One of the attributes of a good designer is the ability to satisfy the perceived needs with a minimal set of independent functional requirements.

The goal of the axiomatic design methodology is to make the design process more rational by using the axiomatic method to prove design principles. Those axioms and the theorems are used to judge the quality of a solution and guide its design.

The Axiomatic Design methodology was introduced in The Principles of Design by Nam P. Suh and is part of a larger effort to make a science of design.

The two axioms used are:

*The Independence Axiom*: Maintain the independence of functional requirements.*The Information Axiom*: Minimize the information content.

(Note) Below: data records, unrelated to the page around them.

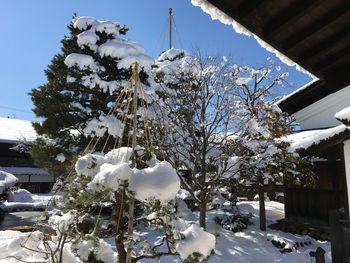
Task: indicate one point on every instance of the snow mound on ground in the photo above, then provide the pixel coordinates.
(7, 180)
(158, 182)
(111, 176)
(21, 196)
(196, 241)
(60, 157)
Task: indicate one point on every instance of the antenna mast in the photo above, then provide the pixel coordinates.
(170, 26)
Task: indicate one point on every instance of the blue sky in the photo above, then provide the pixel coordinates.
(31, 32)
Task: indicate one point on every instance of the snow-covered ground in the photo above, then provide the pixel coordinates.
(35, 202)
(254, 245)
(250, 246)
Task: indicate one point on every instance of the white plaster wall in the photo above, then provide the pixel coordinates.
(347, 167)
(321, 113)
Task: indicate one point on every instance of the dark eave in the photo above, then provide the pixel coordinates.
(313, 33)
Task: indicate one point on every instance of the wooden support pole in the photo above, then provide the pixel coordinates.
(134, 81)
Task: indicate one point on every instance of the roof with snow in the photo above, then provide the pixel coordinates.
(314, 35)
(13, 131)
(24, 170)
(315, 141)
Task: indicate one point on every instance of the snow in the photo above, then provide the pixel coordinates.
(16, 131)
(305, 139)
(60, 157)
(127, 51)
(7, 180)
(105, 123)
(250, 246)
(107, 27)
(158, 182)
(87, 38)
(296, 91)
(111, 176)
(196, 240)
(20, 195)
(217, 14)
(25, 170)
(80, 60)
(89, 164)
(171, 54)
(344, 114)
(83, 22)
(119, 155)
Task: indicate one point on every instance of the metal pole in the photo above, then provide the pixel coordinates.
(134, 82)
(170, 26)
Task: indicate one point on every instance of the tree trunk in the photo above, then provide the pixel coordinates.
(262, 214)
(202, 213)
(119, 242)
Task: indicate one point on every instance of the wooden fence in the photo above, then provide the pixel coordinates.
(311, 203)
(340, 237)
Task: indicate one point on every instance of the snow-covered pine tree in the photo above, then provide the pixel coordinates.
(83, 82)
(121, 174)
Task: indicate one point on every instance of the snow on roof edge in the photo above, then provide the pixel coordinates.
(295, 92)
(217, 14)
(303, 140)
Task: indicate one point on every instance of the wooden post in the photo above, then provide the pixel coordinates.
(135, 80)
(262, 214)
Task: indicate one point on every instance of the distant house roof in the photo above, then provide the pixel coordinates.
(313, 33)
(25, 170)
(13, 130)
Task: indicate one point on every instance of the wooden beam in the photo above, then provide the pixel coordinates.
(296, 11)
(317, 26)
(248, 7)
(324, 45)
(331, 61)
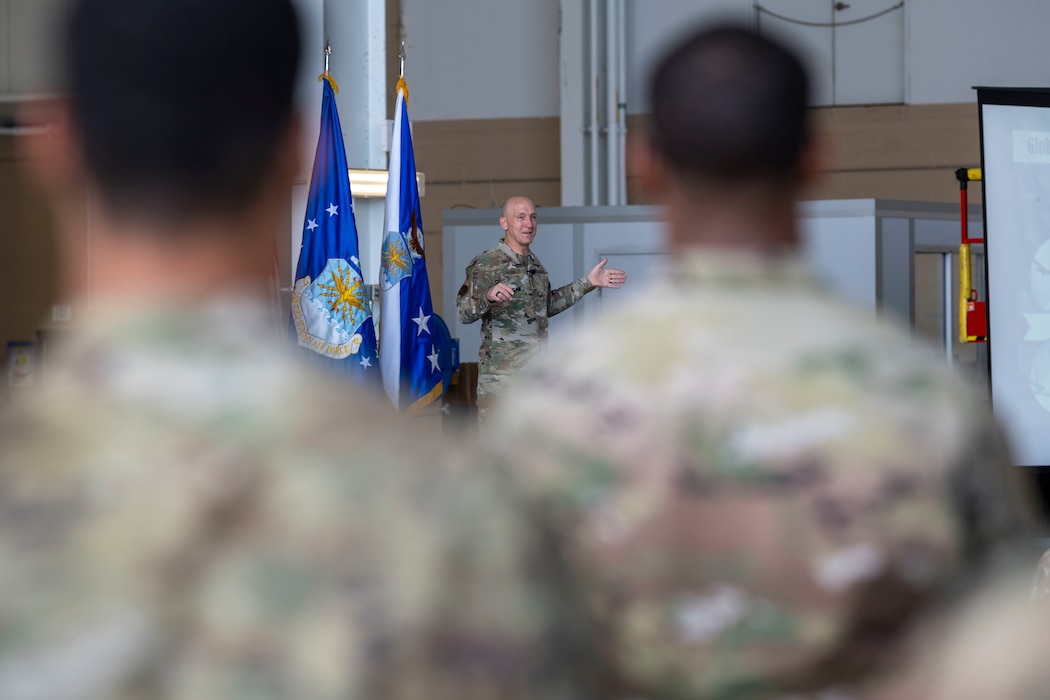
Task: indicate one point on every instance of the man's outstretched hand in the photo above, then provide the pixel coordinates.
(599, 276)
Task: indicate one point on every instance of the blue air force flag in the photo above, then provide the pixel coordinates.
(331, 310)
(412, 376)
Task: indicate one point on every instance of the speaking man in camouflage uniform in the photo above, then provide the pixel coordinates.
(185, 512)
(764, 490)
(508, 289)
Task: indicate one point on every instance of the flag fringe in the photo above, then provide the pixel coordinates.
(426, 399)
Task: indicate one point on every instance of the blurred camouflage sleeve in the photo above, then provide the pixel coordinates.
(564, 297)
(470, 301)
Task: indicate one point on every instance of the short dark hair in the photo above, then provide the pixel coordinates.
(730, 104)
(181, 105)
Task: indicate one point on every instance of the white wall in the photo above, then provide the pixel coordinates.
(957, 44)
(481, 59)
(27, 48)
(486, 59)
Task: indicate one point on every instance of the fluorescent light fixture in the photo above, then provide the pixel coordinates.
(373, 183)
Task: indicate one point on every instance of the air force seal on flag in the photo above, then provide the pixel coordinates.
(329, 311)
(397, 261)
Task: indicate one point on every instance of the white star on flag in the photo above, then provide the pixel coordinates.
(423, 321)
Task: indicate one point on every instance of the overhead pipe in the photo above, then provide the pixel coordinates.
(622, 100)
(593, 114)
(611, 81)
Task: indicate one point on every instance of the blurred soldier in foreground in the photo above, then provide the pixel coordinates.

In the axiomatic design methodology, the design problem is represented as a tree of functional requirements whose root is a minimal set of independent functional requirements expressed in the problem domain. A solution of the design problem is defined as a set of design parameters in the solution domain. Designing a solution consists in defining the mapping between the functional requirements and the design parameters.

The first axiom dictates that the design parameters should not couple the requirements.

The second axiom dictates that the solution should be as simple as possible. What Suh calls "information content" is the complexity of the design.

It is important to distinguish functional coupling from physical coupling. In order to simplify the design (axiom 2) we might physically couple two parts. But this is acceptable only if we don't generate a functional coupling as well (axiom 1).

We try to avoid functional coupling so that we can change a design parameter to adapt to a functional requirement without affecting any other requirement. Designing a system when the parts couple the requirements is like trying to solve a game of ball-maze puzzle.

A design that do not couple any of the requirement is called an *uncoupled* design. The converse is a *coupled* design. A coupled design can be *decoupled* if we can adjust the design parameters in a particular order to maintain functional independence.

In Notes on the Synthesis of Form, Christopher Alexander presents a similar idea about the independent adaptation of the parts of a system.

Contrary to Alexander, Suh distinguishes requirements from constraints. Constraints are either provided by the design specification or imposed by the system in which the solution will function. Constraints are different from functional requirements because they don't need to be independent from the functional requirements or other constraints.

From those 2 axioms, several theorems and corollaries are proved. Those theorems will look familiar to many designers. They are design principles we usually find in the literature.

The Axiomatic Design method follows a Top-Down Approach to design. You need to start from clear top-level functional requirements. But those requirements can be iterated upon.